ADHD, which affects around one in 20 people, is a common neurodevelopmental disorder that primarily impacts children but often continues into adulthood. The first clinical description of children with symptoms of inattention, hyperactivity, and impulsivity dates back to 1902 when British paediatrician Professor George Still presented his observations of 43 defiant and emotional children. This set the stage for the evolution of diagnosing and understanding ADHD.

Initially referred to as ADD, the condition was later renamed to ADHD as our knowledge of the disorder expanded. The Diagnostic and Statistical Manual of Mental Disorders (DSM) played a crucial role in this transition. In the early 1980s, the DSM introduced “attention deficit disorder” with two sub-types, one with hyperactivity and one without. However, in 1987, ADD was replaced by ADHD in the DSM-III-R, which also outlined the three sub-types we recognize today: predominantly inattentive, predominantly hyperactive-impulsive, and combined.

The DSM-5 defines the three sub-types of ADHD. Individuals with predominantly inattentive ADHD struggle with concentration, are easily distracted, and often forgetful. Conversely, those with predominantly hyperactive-impulsive ADHD find it hard to sit still, interrupt others frequently, and struggle with self-control. The combined sub-type encompasses characteristics of both inattention and hyperactivity-impulsivity.

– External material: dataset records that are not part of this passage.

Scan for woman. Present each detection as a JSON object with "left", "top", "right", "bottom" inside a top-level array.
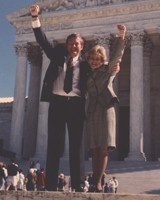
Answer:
[{"left": 86, "top": 25, "right": 126, "bottom": 192}]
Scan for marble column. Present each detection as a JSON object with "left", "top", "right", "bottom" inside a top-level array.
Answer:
[
  {"left": 10, "top": 43, "right": 27, "bottom": 158},
  {"left": 143, "top": 37, "right": 152, "bottom": 160},
  {"left": 34, "top": 52, "right": 50, "bottom": 162},
  {"left": 23, "top": 45, "right": 42, "bottom": 158},
  {"left": 125, "top": 32, "right": 146, "bottom": 161}
]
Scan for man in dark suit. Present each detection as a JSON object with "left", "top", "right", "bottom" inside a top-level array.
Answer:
[{"left": 30, "top": 5, "right": 119, "bottom": 191}]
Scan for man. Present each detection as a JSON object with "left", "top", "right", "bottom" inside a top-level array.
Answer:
[
  {"left": 5, "top": 159, "right": 19, "bottom": 191},
  {"left": 30, "top": 5, "right": 119, "bottom": 191}
]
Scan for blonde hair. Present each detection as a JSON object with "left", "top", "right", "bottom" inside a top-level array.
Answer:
[{"left": 85, "top": 45, "right": 107, "bottom": 63}]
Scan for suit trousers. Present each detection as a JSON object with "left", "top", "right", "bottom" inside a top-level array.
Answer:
[{"left": 46, "top": 95, "right": 85, "bottom": 191}]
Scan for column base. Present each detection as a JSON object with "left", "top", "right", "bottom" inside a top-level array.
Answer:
[{"left": 124, "top": 152, "right": 147, "bottom": 161}]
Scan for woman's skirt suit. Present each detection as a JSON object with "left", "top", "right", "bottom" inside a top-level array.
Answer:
[{"left": 86, "top": 39, "right": 124, "bottom": 149}]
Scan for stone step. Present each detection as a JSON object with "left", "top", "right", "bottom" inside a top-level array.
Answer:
[{"left": 0, "top": 191, "right": 160, "bottom": 200}]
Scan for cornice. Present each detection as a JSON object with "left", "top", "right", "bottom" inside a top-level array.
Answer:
[
  {"left": 7, "top": 0, "right": 160, "bottom": 39},
  {"left": 7, "top": 0, "right": 160, "bottom": 27}
]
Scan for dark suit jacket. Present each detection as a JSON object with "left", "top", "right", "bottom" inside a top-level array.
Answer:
[{"left": 33, "top": 28, "right": 90, "bottom": 102}]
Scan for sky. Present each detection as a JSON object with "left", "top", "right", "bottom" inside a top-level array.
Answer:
[{"left": 0, "top": 0, "right": 34, "bottom": 97}]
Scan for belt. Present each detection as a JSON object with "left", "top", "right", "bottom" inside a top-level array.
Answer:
[{"left": 53, "top": 94, "right": 81, "bottom": 101}]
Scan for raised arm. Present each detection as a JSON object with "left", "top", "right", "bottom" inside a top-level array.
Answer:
[
  {"left": 30, "top": 4, "right": 54, "bottom": 59},
  {"left": 109, "top": 24, "right": 126, "bottom": 75}
]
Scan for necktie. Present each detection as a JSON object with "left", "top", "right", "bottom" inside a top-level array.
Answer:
[{"left": 63, "top": 57, "right": 73, "bottom": 94}]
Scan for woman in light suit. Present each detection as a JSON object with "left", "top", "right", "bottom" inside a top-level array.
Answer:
[{"left": 86, "top": 25, "right": 126, "bottom": 192}]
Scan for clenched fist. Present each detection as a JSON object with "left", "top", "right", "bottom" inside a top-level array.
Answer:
[
  {"left": 30, "top": 4, "right": 39, "bottom": 16},
  {"left": 117, "top": 24, "right": 126, "bottom": 39}
]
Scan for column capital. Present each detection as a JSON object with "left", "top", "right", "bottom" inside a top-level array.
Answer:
[
  {"left": 129, "top": 31, "right": 146, "bottom": 46},
  {"left": 14, "top": 43, "right": 28, "bottom": 56}
]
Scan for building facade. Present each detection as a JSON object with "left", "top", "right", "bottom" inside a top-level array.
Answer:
[{"left": 1, "top": 0, "right": 160, "bottom": 161}]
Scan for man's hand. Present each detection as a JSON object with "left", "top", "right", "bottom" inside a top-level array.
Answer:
[
  {"left": 117, "top": 24, "right": 126, "bottom": 40},
  {"left": 111, "top": 63, "right": 120, "bottom": 76},
  {"left": 30, "top": 4, "right": 39, "bottom": 16}
]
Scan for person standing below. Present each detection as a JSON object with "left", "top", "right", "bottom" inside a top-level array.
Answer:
[
  {"left": 112, "top": 176, "right": 119, "bottom": 193},
  {"left": 36, "top": 168, "right": 46, "bottom": 191},
  {"left": 86, "top": 24, "right": 126, "bottom": 192},
  {"left": 17, "top": 169, "right": 25, "bottom": 190},
  {"left": 5, "top": 159, "right": 19, "bottom": 191},
  {"left": 30, "top": 5, "right": 118, "bottom": 192}
]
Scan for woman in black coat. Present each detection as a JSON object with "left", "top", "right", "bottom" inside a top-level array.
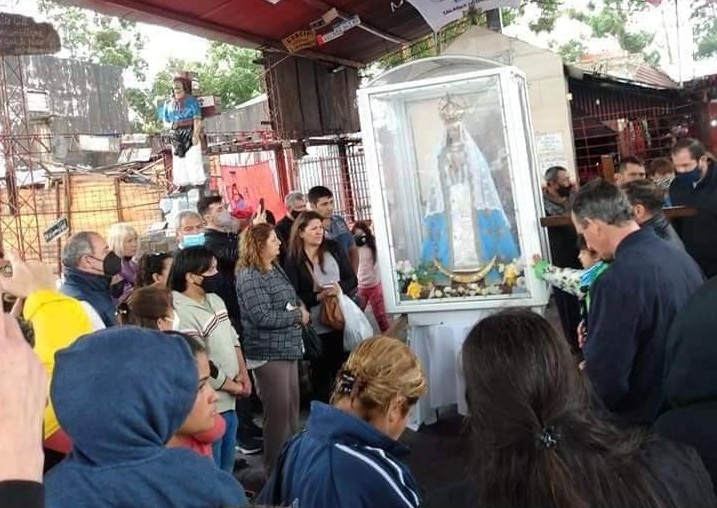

Challenges and Controversies

The rise in ADHD diagnoses among both children and adults has sparked debates about the expanded definition of the disorder. While traditionally more common in boys, there is a growing trend of girls and women seeking ADHD diagnoses. International experts argue that cultural, political, and local factors play a significant role in shaping the challenges faced by individuals with ADHD.

Impact of ADHD

Despite the name change and ongoing debates, ADHD continues to have a profound impact on the educational, social, and personal lives of individuals affected by the disorder. From childhood to adulthood, ADHD presents unique challenges that require tailored support and understanding.

The evolution of ADHD diagnosis and understanding highlights the complex nature of neurodevelopmental disorders. While the terminology and sub-types may have evolved over the years, the impact of ADHD on individuals’ lives remains significant. It is crucial to continue researching and advocating for better support systems for those living with ADHD.